This is why we have been calling on governments and companies to end this rubbish problem. Right now we are at a critical stage in the plastics treaty talks. Big polluters and vested interests are resisting efforts to develop a world-changing treaty. As part of the negotiations, there are 64 countries that are part of the High Ambition Coalition, but despite this encouraging title, they are failing to speak up together when we need them most.

Rubbish Bangladesh
People without any safe way of disposing of their rubbish are forced to dump or burn it. In Parbatipur municipality, Bangladesh, the waste piles up around a pond. Photo: Magnet Jambil/LAMB.

This left me wondering: how could I send a message to the High Ambition Coalition asking them to use their voices for change? I knew it needed to be attention-grabbing so pen and paper weren’t going to cut it. Enter the humble lemon.

When I’m feeling under the weather with a sore throat, my favourite remedy is a squeeze of lemon and honey stirred into a mug of hot water. The High Ambition Coalition seem to have gone quiet, so what better way to help them clear their throats and speak up than sending them their own lemon tonic!

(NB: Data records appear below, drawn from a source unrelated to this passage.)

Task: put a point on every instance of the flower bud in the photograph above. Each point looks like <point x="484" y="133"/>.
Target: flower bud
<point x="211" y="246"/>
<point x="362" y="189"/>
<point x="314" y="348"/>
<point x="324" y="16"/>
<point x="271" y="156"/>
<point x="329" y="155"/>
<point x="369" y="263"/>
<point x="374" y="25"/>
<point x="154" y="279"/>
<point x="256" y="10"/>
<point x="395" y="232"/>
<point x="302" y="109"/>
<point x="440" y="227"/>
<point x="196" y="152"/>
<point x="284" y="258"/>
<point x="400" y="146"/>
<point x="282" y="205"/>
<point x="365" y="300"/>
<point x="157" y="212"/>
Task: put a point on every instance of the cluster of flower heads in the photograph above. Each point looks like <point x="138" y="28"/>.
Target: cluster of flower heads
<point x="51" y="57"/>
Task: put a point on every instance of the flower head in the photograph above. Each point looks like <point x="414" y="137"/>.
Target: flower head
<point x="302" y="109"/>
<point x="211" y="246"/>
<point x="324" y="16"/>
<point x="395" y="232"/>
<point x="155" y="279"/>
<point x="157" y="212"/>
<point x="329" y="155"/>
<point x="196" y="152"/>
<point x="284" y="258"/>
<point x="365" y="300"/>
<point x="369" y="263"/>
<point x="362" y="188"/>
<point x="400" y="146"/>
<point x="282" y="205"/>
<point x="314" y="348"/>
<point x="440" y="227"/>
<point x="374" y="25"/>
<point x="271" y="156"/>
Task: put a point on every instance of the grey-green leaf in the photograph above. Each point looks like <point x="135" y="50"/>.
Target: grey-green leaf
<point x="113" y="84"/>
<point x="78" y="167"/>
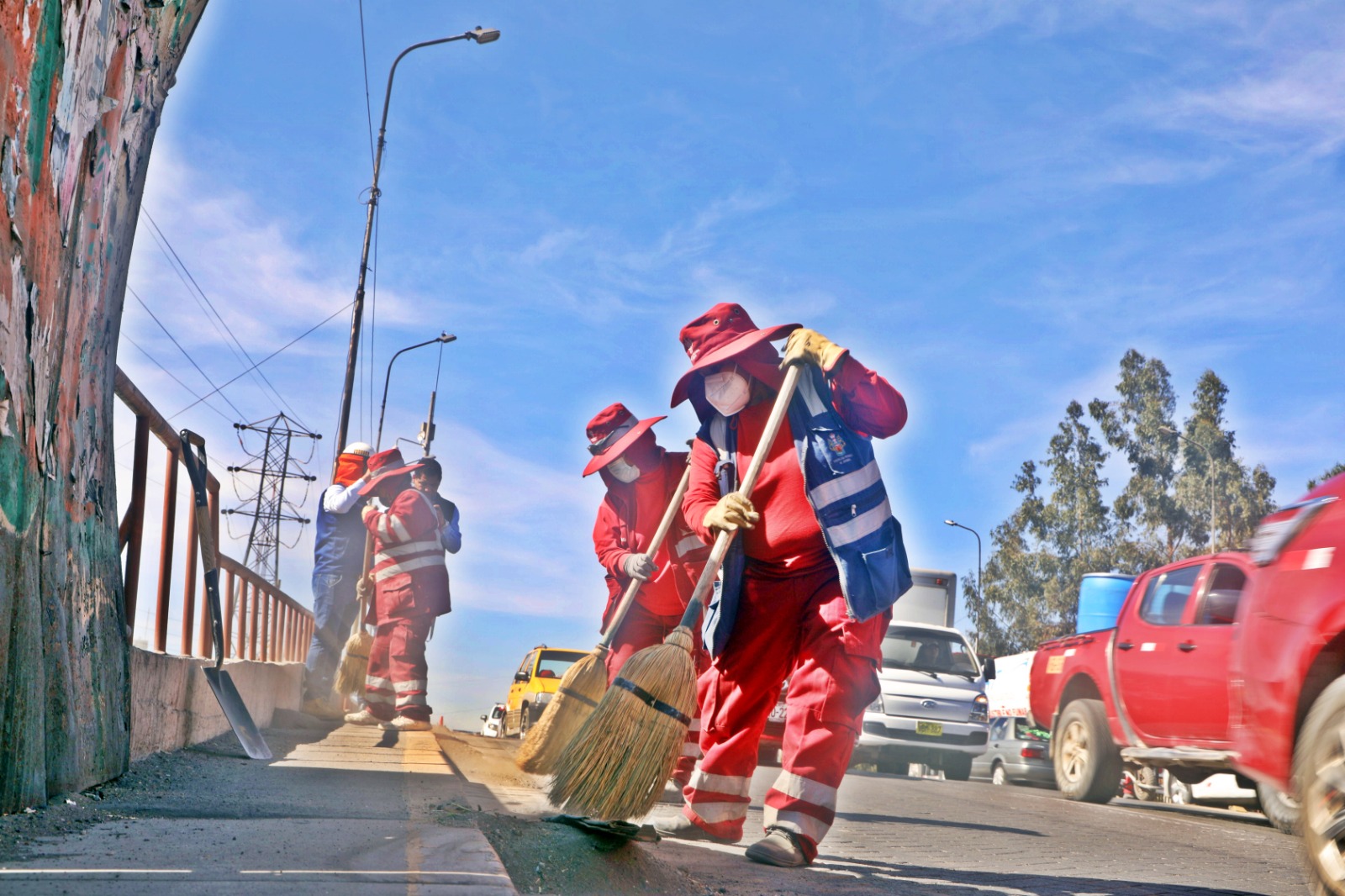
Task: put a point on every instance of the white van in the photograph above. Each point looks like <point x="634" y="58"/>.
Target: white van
<point x="932" y="709"/>
<point x="491" y="724"/>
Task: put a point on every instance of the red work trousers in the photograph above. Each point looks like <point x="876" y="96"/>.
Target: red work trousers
<point x="786" y="627"/>
<point x="639" y="630"/>
<point x="397" y="670"/>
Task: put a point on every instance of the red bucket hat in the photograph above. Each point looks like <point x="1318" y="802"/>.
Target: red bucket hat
<point x="724" y="333"/>
<point x="611" y="432"/>
<point x="383" y="465"/>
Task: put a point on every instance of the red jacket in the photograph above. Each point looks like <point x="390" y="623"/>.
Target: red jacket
<point x="408" y="569"/>
<point x="789" y="539"/>
<point x="627" y="519"/>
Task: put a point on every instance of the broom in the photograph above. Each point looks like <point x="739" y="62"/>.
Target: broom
<point x="616" y="764"/>
<point x="585" y="681"/>
<point x="354" y="656"/>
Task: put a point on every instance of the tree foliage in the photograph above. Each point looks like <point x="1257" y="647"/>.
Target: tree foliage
<point x="1335" y="472"/>
<point x="1187" y="492"/>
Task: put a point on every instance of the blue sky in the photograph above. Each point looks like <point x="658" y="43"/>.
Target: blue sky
<point x="989" y="202"/>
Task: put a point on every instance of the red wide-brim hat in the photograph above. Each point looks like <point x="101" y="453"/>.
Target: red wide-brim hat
<point x="388" y="463"/>
<point x="724" y="333"/>
<point x="602" y="428"/>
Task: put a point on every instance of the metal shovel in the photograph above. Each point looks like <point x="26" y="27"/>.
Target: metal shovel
<point x="219" y="681"/>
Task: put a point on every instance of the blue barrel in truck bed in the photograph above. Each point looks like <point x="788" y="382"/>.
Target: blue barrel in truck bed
<point x="1100" y="596"/>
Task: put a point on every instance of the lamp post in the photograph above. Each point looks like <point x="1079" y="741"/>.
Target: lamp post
<point x="479" y="35"/>
<point x="979" y="596"/>
<point x="1210" y="475"/>
<point x="444" y="338"/>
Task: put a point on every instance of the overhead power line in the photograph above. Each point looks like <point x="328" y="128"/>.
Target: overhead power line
<point x="225" y="385"/>
<point x="213" y="314"/>
<point x="185" y="353"/>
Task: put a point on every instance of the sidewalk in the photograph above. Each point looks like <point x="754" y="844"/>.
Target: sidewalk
<point x="336" y="811"/>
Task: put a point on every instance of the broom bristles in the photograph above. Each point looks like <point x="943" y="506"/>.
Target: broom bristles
<point x="576" y="697"/>
<point x="616" y="764"/>
<point x="354" y="662"/>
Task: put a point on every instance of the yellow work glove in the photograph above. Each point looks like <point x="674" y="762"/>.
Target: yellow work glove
<point x="813" y="347"/>
<point x="732" y="512"/>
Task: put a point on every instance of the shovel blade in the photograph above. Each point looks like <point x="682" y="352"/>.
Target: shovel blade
<point x="237" y="714"/>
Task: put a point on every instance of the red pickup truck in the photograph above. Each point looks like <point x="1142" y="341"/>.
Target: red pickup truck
<point x="1232" y="662"/>
<point x="1160" y="690"/>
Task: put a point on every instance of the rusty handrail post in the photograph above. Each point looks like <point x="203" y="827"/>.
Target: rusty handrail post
<point x="229" y="611"/>
<point x="244" y="591"/>
<point x="134" y="540"/>
<point x="166" y="552"/>
<point x="273" y="654"/>
<point x="266" y="625"/>
<point x="203" y="635"/>
<point x="256" y="618"/>
<point x="188" y="591"/>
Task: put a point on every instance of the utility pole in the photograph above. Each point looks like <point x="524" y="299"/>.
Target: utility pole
<point x="271" y="506"/>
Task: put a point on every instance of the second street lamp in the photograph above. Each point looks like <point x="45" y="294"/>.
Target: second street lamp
<point x="444" y="338"/>
<point x="979" y="596"/>
<point x="479" y="35"/>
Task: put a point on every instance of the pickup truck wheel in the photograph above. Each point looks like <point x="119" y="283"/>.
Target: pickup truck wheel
<point x="1320" y="779"/>
<point x="1278" y="808"/>
<point x="1087" y="762"/>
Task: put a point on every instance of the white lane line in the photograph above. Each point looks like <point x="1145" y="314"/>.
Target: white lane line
<point x="94" y="871"/>
<point x="400" y="873"/>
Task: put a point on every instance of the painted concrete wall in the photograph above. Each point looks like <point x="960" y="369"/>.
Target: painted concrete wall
<point x="172" y="705"/>
<point x="84" y="87"/>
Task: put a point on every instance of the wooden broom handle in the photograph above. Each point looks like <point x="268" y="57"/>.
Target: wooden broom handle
<point x="665" y="525"/>
<point x="721" y="542"/>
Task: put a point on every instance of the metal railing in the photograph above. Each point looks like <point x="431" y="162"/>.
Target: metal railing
<point x="261" y="622"/>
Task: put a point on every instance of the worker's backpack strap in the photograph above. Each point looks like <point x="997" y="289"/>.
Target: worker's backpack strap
<point x="721" y="609"/>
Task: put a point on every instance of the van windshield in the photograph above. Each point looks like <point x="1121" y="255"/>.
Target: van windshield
<point x="928" y="651"/>
<point x="555" y="662"/>
<point x="1022" y="730"/>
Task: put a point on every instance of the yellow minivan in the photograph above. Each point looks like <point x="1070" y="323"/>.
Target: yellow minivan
<point x="535" y="685"/>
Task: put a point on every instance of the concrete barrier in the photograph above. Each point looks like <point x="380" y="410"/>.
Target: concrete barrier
<point x="172" y="705"/>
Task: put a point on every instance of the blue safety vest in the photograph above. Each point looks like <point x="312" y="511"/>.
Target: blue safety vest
<point x="847" y="493"/>
<point x="340" y="541"/>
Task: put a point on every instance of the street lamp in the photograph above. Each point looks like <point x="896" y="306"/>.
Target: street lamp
<point x="479" y="35"/>
<point x="1210" y="477"/>
<point x="444" y="338"/>
<point x="979" y="595"/>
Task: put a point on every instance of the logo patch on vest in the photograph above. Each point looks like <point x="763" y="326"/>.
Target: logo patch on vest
<point x="840" y="451"/>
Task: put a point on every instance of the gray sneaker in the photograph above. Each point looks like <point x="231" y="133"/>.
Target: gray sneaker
<point x="403" y="723"/>
<point x="683" y="828"/>
<point x="778" y="848"/>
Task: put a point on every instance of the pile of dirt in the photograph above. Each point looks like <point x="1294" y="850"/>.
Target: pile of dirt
<point x="545" y="857"/>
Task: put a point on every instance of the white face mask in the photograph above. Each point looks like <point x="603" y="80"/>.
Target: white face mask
<point x="728" y="390"/>
<point x="623" y="472"/>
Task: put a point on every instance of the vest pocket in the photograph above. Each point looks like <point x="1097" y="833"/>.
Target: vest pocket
<point x="881" y="569"/>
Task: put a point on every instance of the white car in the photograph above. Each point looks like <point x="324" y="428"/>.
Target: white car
<point x="491" y="723"/>
<point x="932" y="708"/>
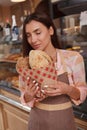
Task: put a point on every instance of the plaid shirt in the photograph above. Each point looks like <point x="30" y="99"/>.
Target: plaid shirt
<point x="72" y="63"/>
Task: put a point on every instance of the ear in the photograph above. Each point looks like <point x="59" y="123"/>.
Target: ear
<point x="51" y="31"/>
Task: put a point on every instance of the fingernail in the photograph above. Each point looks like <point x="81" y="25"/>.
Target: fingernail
<point x="34" y="81"/>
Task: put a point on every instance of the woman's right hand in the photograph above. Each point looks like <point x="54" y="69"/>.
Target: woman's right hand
<point x="22" y="63"/>
<point x="31" y="90"/>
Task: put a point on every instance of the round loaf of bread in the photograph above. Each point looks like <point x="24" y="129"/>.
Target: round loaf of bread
<point x="38" y="59"/>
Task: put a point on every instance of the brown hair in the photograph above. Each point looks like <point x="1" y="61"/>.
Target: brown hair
<point x="46" y="21"/>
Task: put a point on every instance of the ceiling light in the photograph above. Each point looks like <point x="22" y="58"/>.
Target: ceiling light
<point x="17" y="0"/>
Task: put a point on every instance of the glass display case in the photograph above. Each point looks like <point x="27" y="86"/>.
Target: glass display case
<point x="9" y="54"/>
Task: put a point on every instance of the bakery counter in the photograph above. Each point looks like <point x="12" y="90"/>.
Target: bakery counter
<point x="13" y="115"/>
<point x="8" y="95"/>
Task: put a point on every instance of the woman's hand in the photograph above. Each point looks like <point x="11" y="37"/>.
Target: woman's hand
<point x="62" y="88"/>
<point x="33" y="91"/>
<point x="58" y="89"/>
<point x="22" y="63"/>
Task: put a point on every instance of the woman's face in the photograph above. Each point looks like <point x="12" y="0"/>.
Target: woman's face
<point x="38" y="35"/>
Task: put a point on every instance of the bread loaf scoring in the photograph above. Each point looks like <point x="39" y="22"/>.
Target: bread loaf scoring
<point x="38" y="59"/>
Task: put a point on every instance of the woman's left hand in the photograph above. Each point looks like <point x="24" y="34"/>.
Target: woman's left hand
<point x="57" y="89"/>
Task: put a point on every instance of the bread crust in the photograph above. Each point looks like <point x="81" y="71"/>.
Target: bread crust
<point x="38" y="59"/>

Armed with my lemon, a written recipe for a soothing remedy and a large envelope, I wrote to Steve Barclay MP, Secretary of State for the Environment (DEFRA) in the UK. I shared why it is so important that the UK, as members of the High Ambition Coalition, use their voice to ensure the Coalition speaks up for an effective, binding treaty that tackles plastic pollution. I also explained why this issue matters to me: because I want to be part of a world where people and nature can thrive, not drown in plastic.

But my lemon alone may not be enough to get the High Ambition Coalition's attention. So why not join me in helping to cure the Coalition’s sore throat by sending them a lemon or your own choice of remedy?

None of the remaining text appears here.